Flux Information Sciences | Private/Public | Review

The Chicago Reader | Monica Kendrick

...like a letter from the golden age of industrial music...

I always open packages from Young God Records with great enthusiasm, because I really do beleive that founder Michael Gira knows some things that must people don't. His latest release, Flux Information Sciences' Private/Public, is like a letter from the golden age of industrial music, which, in my opinion, was before Al Jourgensen stopped singing with a fake british accent -back when ugly frequencies really were dangerous and hearing everything that's fatal and destructive about modern culture getting thrown into the Cuisinart was still exciting.
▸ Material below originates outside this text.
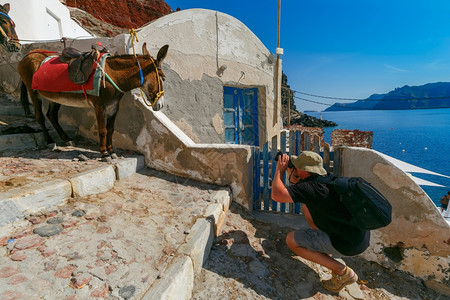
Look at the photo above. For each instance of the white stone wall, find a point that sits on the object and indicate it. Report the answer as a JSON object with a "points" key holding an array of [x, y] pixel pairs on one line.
{"points": [[40, 20], [417, 240]]}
Gira's press release claims that when these 19 clanking, thumping, spine-shuddering tracks were recorded mostly live in the studio, 50 of the band's friends and fans were standing around naked and blindfolded, "like lawn furniture made of flesh." There is a community out there -and always has been- where the creative process is wild like that, inverted and subverted like that, fun and twisted and sexy like that, its undercurrents of rage and frustration aknowledged in the work. Flux Information Sciences' jerky klang-musik may be retro, in that it's reminiscent of the post punk ferocity of classic Neubauten or the New York no wave scene that spawned Gira's old band Swans, but it's still much more alive than most of what claims to be the music of today.